Since an attacker supplying Javascript code can nest these tree structures arbitrarily deep, they can exploit this parsing process to exhaust the available stack memory (typically, 8 MiB for Linux-based systems).

According to the CVE descriptions, all bugs reported by the authors of MemLock are related to stack overflows (i.e., the stack's size limit is reached) in some parsing functions of the form parse_*.
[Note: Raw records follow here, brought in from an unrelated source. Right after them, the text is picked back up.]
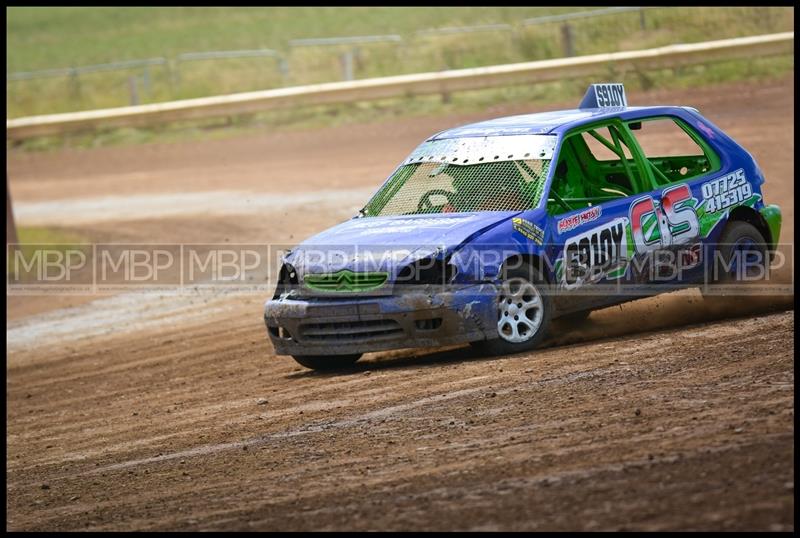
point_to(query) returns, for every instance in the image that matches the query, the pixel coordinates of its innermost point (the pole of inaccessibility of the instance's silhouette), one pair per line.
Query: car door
(666, 226)
(598, 177)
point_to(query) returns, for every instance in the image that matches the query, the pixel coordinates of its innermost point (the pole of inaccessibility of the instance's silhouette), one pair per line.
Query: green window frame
(639, 176)
(658, 178)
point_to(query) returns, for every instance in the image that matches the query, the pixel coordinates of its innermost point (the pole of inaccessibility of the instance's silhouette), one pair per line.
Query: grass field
(45, 38)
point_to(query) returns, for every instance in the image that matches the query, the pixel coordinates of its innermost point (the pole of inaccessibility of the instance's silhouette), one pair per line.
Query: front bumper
(425, 317)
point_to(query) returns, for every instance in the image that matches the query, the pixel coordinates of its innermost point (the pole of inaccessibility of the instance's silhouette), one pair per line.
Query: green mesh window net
(442, 187)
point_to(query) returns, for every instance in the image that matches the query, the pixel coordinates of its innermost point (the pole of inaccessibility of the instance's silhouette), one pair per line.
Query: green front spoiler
(772, 215)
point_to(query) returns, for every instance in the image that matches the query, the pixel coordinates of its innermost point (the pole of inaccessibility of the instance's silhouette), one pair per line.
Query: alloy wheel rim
(519, 310)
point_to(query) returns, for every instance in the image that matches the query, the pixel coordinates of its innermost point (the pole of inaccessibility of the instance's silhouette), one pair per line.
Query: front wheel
(327, 362)
(524, 309)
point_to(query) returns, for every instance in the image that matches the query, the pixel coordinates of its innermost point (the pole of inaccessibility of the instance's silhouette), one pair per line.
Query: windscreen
(458, 175)
(451, 188)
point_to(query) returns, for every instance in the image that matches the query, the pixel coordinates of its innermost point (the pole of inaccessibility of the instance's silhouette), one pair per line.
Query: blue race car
(488, 232)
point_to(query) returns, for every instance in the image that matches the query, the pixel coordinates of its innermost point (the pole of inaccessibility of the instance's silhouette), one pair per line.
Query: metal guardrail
(226, 54)
(67, 71)
(463, 29)
(416, 84)
(580, 15)
(317, 41)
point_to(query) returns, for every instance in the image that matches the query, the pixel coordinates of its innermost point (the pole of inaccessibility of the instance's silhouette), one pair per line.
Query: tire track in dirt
(574, 411)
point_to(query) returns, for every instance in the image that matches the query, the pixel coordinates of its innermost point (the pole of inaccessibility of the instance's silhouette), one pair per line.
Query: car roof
(556, 122)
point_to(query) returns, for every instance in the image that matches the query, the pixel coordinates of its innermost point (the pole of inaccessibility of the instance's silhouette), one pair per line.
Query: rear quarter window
(675, 150)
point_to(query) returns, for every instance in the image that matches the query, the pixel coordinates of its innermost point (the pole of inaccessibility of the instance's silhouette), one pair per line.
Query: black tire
(501, 345)
(735, 233)
(327, 362)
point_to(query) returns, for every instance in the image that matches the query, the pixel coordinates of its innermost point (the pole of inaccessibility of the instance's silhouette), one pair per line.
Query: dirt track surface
(659, 415)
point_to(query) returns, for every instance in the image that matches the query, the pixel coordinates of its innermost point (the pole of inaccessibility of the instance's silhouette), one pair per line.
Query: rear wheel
(327, 362)
(524, 308)
(741, 257)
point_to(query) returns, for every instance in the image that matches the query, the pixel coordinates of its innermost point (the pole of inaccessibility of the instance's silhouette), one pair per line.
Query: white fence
(396, 86)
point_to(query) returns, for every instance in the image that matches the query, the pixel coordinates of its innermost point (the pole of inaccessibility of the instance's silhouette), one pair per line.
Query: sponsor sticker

Studying the CVEs, we noticed that CVE-2020-36375, CVE-2020-36374, CVE-2020-36373, CVE-2020-36372, CVE-2020-36371, and CVE-2020-36370 all refer to the same bug report 136 and only differ in the name of the causing function. These function names have been picked from the stack trace that led to the resource exhaustion:

    #283 0x599c92 in parse_assignment /home/hjwang/UAF_Objects/mjs_afl_asan/mjs.c:12532:3
    #284 0x5acfb4 in parse_expr /home/hjwang/UAF_Objects/mjs_afl_asan/mjs.c:12536:10
    #285 0x5acfb4 in parse_array_literal /home/hjwang/UAF_Objects/mjs_afl_asan/mjs.c:12294
    #286 0x5a7a58 in parse_literal /home/hjwang/UAF_Objects/mjs_afl_asan/mjs.c:12354:13
    #287 0x5a7a58 in parse_call_dot_mem /home/hjwang/UAF_Objects/mjs_afl_asan/mjs.c:12380
    #288 0x5a6400 in parse_postfix /home/hjwang/UAF_Objects/mjs_afl_asan/mjs.c:12414:14
    #289 0x5a6400 in parse_unary /home/hjwang/UAF_Objects/mjs_afl_asan/mjs.c:12433
    #290 0x5a5a6e in parse_mul_div_rem /home/hjwang/UAF_Objects/mjs_afl_asan/mjs.c:12446:3
    #291 0x5a5236 in parse_plus_minus /home/hjwang/UAF_Objects/mjs_afl_asan/mjs.c:12451:3
    #292 0x5a4b00 in parse_shifts /home/hjwang/UAF_Objects/mjs_afl_asan/mjs.c:12456:3
    #293 0x5a441e in parse_comparison /home/hjwang/UAF_Objects/mjs_afl_asan/mjs.c:12460:3
    #294 0x5a3c4f in parse_equality /home/hjwang/UAF_Objects/mjs_afl_asan/mjs.c:12464:3
    #295 0x5a24ab in parse_bitwise_and /home/hjwang/UAF_Objects/mjs_afl_asan/mjs.c:12469:3
    #296 0x5a0bec in parse_bitwise_xor /home/hjwang/UAF_Objects/mjs_afl_asan/mjs.c:12474:3
    #297 0x59f1ab in parse_bitwise_or /home/hjwang/UAF_Objects/mjs_afl_asan/mjs.c:12479:3
    #298 0x59d944 in parse_logical_and /home/hjwang/UAF_Objects/mjs_afl_asan/mjs.c:12484:3

Since the issue is bound to one specific function and caused by too many stacked stack frames, it does not make sense to report a specific function being the reason for the crash.

The same problem can be observed by looking at the other CVEs assigned for mJS. The CVEs CVE-2020-36369, CVE-2020-36368 and CVE-2020-36367 all reference the same bug report 135. Similarly, we observe that CVE-2020-36366 and CVE-2020-18392 both belong to bug report 106.

In summary, from eleven CVEs assigned for bugs found in mjs, only three belong to actual bug reports, with the other eight picking different function names from the respective back traces for the CVE description.